Где её носит, эту Скворцову?! Мало того, что не появилась вовремя, так ещё и телефон отключила. Вот и отпускай её на обед! Посмотрев на часы, Арбенин вздохнул, испытав сильнейшее желание устроить девчонке профилактическую головомойку, но время действительно поджимало и к приятелю Шинского, якобы имеющему доступ к рицину, мужчина поехал один.

Поездка отняла всего пятнадцать минут, но побеседовать с Голицыным не пришлось. Его просто не было дома. Такой вполне логичный вывод Май сделал, наблюдая за тем, как в дверь нужной квартиры звонила, стучала и просто молотила кулаками невысокая молодая женщина. Она проявила завидную настойчивость, мучая дверь и звонок на протяжении десяти минут. Несколько раз даже пыталась стучать ногами — ответа всё равно не последовало. Тогда, резко развернувшись, женщина стремительно помчалась вниз по лестнице, проигнорировав вовремя освободившийся лифт. Она неслась со скоростью штормового ветра, лицо скрывали тёмные очки и разметавшиеся чёрные волосы, но Арбенину хватило и двух секунд, чтобы узнать в рассерженной незнакомке Нину Костенко — маникюршу из салона «Орхидея VIP».

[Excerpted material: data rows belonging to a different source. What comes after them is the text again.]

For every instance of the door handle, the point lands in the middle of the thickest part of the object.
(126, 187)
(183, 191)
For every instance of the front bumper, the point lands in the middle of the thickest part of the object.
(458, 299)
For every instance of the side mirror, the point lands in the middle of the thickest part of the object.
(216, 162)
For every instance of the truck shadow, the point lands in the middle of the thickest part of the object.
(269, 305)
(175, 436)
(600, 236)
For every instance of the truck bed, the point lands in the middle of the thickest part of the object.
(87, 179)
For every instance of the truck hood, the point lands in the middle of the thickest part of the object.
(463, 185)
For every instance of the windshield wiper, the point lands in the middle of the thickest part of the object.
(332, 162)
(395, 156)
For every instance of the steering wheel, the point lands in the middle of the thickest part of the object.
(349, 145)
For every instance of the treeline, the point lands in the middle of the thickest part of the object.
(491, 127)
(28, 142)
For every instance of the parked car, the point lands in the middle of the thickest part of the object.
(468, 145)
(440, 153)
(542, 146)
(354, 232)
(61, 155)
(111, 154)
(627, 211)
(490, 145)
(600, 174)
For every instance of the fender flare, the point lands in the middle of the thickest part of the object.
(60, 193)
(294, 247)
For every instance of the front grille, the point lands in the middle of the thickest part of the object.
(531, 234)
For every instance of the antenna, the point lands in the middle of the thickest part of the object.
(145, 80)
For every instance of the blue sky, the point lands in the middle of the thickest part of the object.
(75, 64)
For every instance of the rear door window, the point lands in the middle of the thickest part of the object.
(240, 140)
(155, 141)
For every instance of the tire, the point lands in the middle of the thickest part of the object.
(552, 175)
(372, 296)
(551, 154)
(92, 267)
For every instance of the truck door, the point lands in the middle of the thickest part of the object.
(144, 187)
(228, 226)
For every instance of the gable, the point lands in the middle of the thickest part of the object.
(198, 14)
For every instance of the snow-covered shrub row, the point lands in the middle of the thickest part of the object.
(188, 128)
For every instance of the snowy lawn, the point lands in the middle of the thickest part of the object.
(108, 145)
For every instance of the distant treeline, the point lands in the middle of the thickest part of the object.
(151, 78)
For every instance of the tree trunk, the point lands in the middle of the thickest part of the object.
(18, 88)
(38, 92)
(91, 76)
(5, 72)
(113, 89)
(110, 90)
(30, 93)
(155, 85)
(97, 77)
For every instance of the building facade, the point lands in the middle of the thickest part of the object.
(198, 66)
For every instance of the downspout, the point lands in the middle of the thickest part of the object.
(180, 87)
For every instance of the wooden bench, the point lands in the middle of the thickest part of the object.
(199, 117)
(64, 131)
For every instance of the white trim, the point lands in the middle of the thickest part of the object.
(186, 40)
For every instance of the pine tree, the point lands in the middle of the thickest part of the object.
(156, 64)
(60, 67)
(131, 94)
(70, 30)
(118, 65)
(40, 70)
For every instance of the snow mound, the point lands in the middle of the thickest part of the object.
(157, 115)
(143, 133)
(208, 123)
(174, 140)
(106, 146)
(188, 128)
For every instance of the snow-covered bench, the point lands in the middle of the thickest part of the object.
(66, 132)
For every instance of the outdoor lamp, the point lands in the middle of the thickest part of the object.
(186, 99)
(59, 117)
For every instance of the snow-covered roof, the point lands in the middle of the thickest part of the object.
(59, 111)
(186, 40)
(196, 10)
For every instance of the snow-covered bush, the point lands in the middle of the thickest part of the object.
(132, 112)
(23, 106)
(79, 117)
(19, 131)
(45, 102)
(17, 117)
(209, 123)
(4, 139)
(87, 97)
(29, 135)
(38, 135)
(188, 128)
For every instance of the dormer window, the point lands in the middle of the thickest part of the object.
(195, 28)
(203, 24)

— Я тебе уже всё объяснила, сколько раз можно повторять?! Всё хватит, дома поговорим! — Ирма сочно выругалась и в сердцах швырнула телефон в чёрное кожаное кресло. Аппарат удачно приземлился и тут же зазвонил снова.

— Достал! Разобью к чёртовой матери! — женщина метнулась к креслу, но Зарецкий перехватил её и, мягко обняв за плечи, заставил сесть.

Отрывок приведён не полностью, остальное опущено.